I need to elaborate on this media literacy thing. Defining it properly would take up more than I want to put in this post but you can Google it. Start with the Wikipedia description. Basically it pertains to learning not to be so freakin’ gullible to all the media conduits that the genie uses to turn us into zombie slaves. The “poster child” of media illiteracy is probably the sticker you see on so many products and ads in magazines and catalogs, “As Seen on TV”. Do you know what that means? It means the majority of cabbage brains out there believe the stupid television is actually credible, that it furnishes valid and reliable information. God help us.

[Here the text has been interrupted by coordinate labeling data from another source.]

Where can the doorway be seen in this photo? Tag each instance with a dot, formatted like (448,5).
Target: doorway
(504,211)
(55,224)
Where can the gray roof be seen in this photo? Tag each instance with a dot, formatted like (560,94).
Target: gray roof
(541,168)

Maybe there is some hope. We seem to be figuring out finally that nearly all politicians and people in the finance industry (a.k.a. Wall Street) are lying sorry sacks of slug slime. The problem is (although the Tea Party might disagree) we can’t just get rid of these characters and expect things to gravitate to harmonious prosperity. We do need to select leaders for ourselves. We have to educate ourselves in how to detect their lies, unmask their lies, and hold them painfully accountable for their lies. That’s where media literacy comes in. It’s all about recognizing and rejecting lies that come to us in an overwhelming barrage of mostly electronic media. Let’s reinvent home economics for the 21st century with a good chunk of media literacy education.

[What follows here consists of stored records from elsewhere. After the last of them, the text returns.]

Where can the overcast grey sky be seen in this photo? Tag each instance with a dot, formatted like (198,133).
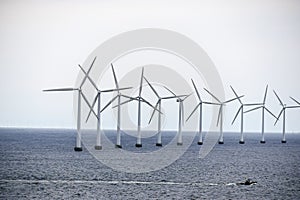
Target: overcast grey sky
(252,43)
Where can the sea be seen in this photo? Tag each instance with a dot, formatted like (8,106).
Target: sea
(42,164)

Wednesday, December 7, 2011
...energy absorbing car bumper. We had ‘em in the late 70’s and early 80’s by federal regulation until a sweet old president with dementia decided to excuse the car manufacturers from this requirement. I had great ones on my ’80 Civic. They were mounted on shock absorbers and covered with scratch resistant black rubber. The current car bumpers should be called the senile Republican bumper in honor of the president who allowed the manufacturers to make painted plastic bumpers that cost $500 to $1000 or more for repair or replacement after one’s wife has a 1 mph contact with a concrete post in a parking garage.
Monday, December 5, 2011
We’ve had fine mousetraps all my life. Aside from a pesky little habit of sometimes snapping your finger when you set them, they did the job, executing the little rodent painlessly in about a millisecond. But now we have the sticky mouse paper inspired, no doubt, by fly paper. With the sticky paper, the poor little sentient beings (What does sentient mean anyway?) get stuck, trapped in terror for hours until you find them. Then, what do you do? They’re still alive, looking up at you with pleading little beady eyes, hoping you’ll at least drive them across town to your insurance adjuster’s house and set them free. You can’t peel the paper off so you’d have to cut around their little feet leaving them little paper slippers for the rest of their mousy life. But no, you’re too busy so you have to drown them in the toilet while they struggle in agony as if they were being water-boarded by Dick Cheney, or worse yet, you just toss them in the garbage can to agonize for hours while ants eat their eyes out. Yep the original was much better.
Sunday, December 4, 2011
...ordinary toothpaste cap. The ordinary toothpaste tube nozzle and cap were perfected at least as far back as when I was a small child and Dodos and Ivory-Billed Woodpeckers filled the forests. You just unscrewed the cap, squeezed out the paste and screwed the cap back on. But, they couldn’t leave it alone. They had to devise nozzles that dispensed different colors of paste through little sub nozzles. You’re supposed to believe these different colors are actual different ingredients (like epoxy glue) that can’t be mixed until they’re about to enter your gaping maw. They also had to add a flip up cap that won’t stay closed and copiously ejaculated toothpaste into your travel bag on air flights until toothpaste on flights was finally made illegal. The flip up caps usually break off before the last of the toothpaste is used up too. Bring back the ordinary toothpaste tube and screw-on cap.